Think you know pasta? Think again. The beloved food actually has a long and complex history. At one time, it was only available to noblemen, then evolved into scraps for beggars, and today it is a popular staple around the world.
Pasta’s Twisted Past
When you hear the word pasta, you automatically think Italy. That is because the Italian country has had a passionate love affair with noodles for a very long time. Over the years, there have been many rumors and speculation where it all actually originated. One thing that is agreed, pasta was not invented in Italy. Many assumed it was created in the Mediterranean, but it most likely made its way there through trade or by nomads. Historians say it originated in Asian and Arabic countries. Greece, Africa and the Middle East also played a significant role in the early years.
It has been said many times that Marco Polo brought back pasta from China. This was somehow misconstrued from his memoir The Travels of Marco Polo. Polo had mentioned returning home with a product that comes from a tree and when worked, resembles pasta. While it probably reminded him of the favored food from his home country, it was not a new discovery by any means.
Noodles in Italy date back to times of the Etruscans and the Romans. Recipes including pasta can be traced back as far as 800 A.D., some believing it could have been as long ago as 1 A.D.
The noodles that were made early on in Italy contained the same durum wheat that is used today. They were baked in an oven, as opposed to boiling. It wasn’t until around the 1300’s that dry pasta was recognized for having a long shelf life without losing its nutritional value. Before then, many believed the dry product contained old or low quality flour, preferring to eat it only if it were freshly made. Today, there more than 300 types of pasta in Italy alone.
Recipes have changed drastically over the years, as have the flavorings. You may be surprised to find out the early recipes contained sugar and were very sweet. Some Sicilian dishes still contain things like cinnamon and raisins.
That is a stark difference from the savory sauces, aged cheeses, meats and fresh vegetables that we eat with pasta today. Tomatoes weren’t even added until the 19th century. This was when the fork became an everyday eating tool, specifically to avoid a mess while eating pasta.
Many historians do agree that the Italians were the first to mass produce pasta. The first production machines were found in Naples. This is also where the process of drying and preserving the product was perfected. The invention of tools like the press and kneading machine cut the time and cost of making pasta to a fraction, making it possible to produce in mass quantities.
The very first pasta factory was licensed and opened in the early 1700’s in the city of Venice. Large parts of Italy have the perfect climate for growing the wheat and drying the final product. This is the reason it became so amazingly popular, and has remained that way, in the region.

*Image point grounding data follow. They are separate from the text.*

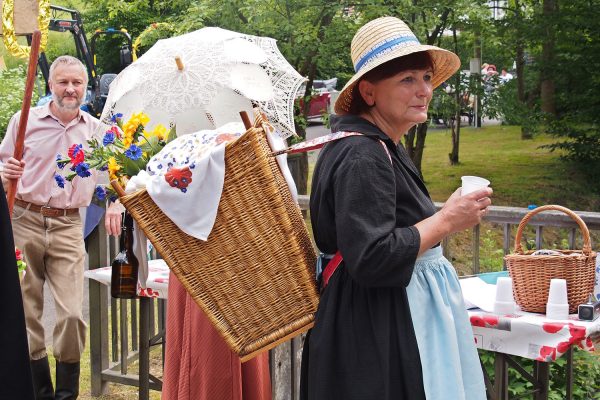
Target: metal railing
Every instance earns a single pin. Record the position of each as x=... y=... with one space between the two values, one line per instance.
x=133 y=326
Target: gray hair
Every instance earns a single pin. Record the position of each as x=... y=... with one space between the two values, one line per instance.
x=67 y=60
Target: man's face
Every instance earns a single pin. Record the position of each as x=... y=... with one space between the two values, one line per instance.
x=68 y=85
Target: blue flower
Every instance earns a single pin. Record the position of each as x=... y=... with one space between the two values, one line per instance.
x=116 y=117
x=133 y=152
x=82 y=169
x=100 y=192
x=60 y=181
x=75 y=149
x=109 y=138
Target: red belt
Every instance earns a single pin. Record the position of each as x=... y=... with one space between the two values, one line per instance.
x=330 y=268
x=45 y=210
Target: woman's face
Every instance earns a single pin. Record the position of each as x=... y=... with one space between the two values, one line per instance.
x=402 y=100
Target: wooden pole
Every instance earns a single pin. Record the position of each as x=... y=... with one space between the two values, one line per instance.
x=19 y=143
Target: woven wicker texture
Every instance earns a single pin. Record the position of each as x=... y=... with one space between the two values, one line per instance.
x=254 y=277
x=531 y=275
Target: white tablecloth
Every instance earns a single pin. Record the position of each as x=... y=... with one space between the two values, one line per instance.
x=156 y=285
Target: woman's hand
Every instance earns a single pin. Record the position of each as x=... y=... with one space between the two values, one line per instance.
x=112 y=218
x=463 y=212
x=459 y=213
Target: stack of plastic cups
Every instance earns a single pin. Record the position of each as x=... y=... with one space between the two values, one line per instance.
x=505 y=302
x=557 y=306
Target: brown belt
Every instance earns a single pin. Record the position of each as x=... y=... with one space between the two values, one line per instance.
x=45 y=210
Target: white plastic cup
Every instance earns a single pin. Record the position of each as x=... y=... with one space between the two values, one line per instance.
x=557 y=306
x=472 y=183
x=505 y=302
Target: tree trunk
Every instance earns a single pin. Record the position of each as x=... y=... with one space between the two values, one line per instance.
x=455 y=125
x=546 y=72
x=421 y=130
x=477 y=54
x=520 y=58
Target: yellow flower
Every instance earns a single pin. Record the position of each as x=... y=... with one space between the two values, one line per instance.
x=113 y=167
x=130 y=127
x=159 y=131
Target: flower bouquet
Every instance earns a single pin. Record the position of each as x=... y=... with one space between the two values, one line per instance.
x=124 y=150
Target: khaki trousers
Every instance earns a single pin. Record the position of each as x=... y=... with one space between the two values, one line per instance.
x=54 y=251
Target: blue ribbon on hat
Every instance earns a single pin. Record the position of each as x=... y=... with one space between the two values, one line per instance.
x=382 y=48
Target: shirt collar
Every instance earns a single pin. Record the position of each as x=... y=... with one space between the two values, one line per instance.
x=354 y=123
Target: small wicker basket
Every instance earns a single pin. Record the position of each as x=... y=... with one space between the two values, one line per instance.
x=254 y=276
x=531 y=275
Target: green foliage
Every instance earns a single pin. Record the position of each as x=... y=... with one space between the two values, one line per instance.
x=12 y=88
x=586 y=376
x=491 y=254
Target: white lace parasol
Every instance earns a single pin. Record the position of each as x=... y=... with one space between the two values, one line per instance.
x=218 y=74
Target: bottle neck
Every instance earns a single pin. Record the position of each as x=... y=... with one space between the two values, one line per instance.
x=126 y=239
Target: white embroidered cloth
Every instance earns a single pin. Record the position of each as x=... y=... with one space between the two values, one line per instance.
x=186 y=178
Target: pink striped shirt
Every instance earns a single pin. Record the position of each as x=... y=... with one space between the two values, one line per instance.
x=46 y=137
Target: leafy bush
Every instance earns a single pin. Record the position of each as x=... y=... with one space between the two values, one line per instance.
x=586 y=376
x=581 y=145
x=12 y=87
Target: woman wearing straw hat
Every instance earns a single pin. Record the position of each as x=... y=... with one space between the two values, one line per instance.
x=391 y=323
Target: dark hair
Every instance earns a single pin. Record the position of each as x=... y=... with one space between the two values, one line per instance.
x=419 y=60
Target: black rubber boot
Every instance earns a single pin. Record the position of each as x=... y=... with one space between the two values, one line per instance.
x=67 y=381
x=42 y=381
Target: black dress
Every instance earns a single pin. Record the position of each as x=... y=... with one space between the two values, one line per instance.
x=363 y=345
x=15 y=373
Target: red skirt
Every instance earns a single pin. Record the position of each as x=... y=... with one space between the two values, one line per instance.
x=198 y=363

Today, some form of pasta can be found in virtually every culture’s diet. The possible combinations of noodles mixed with other ingredients are endless. Stores and supermarkets have entire aisles dedicated to the massive varieties of different pastas. There are manufacturing companies located around the globe to meet the astronomical worldwide demand. While its origins may be debatable, no one can deny the overwhelming popularity and longevity of our beloved pasta!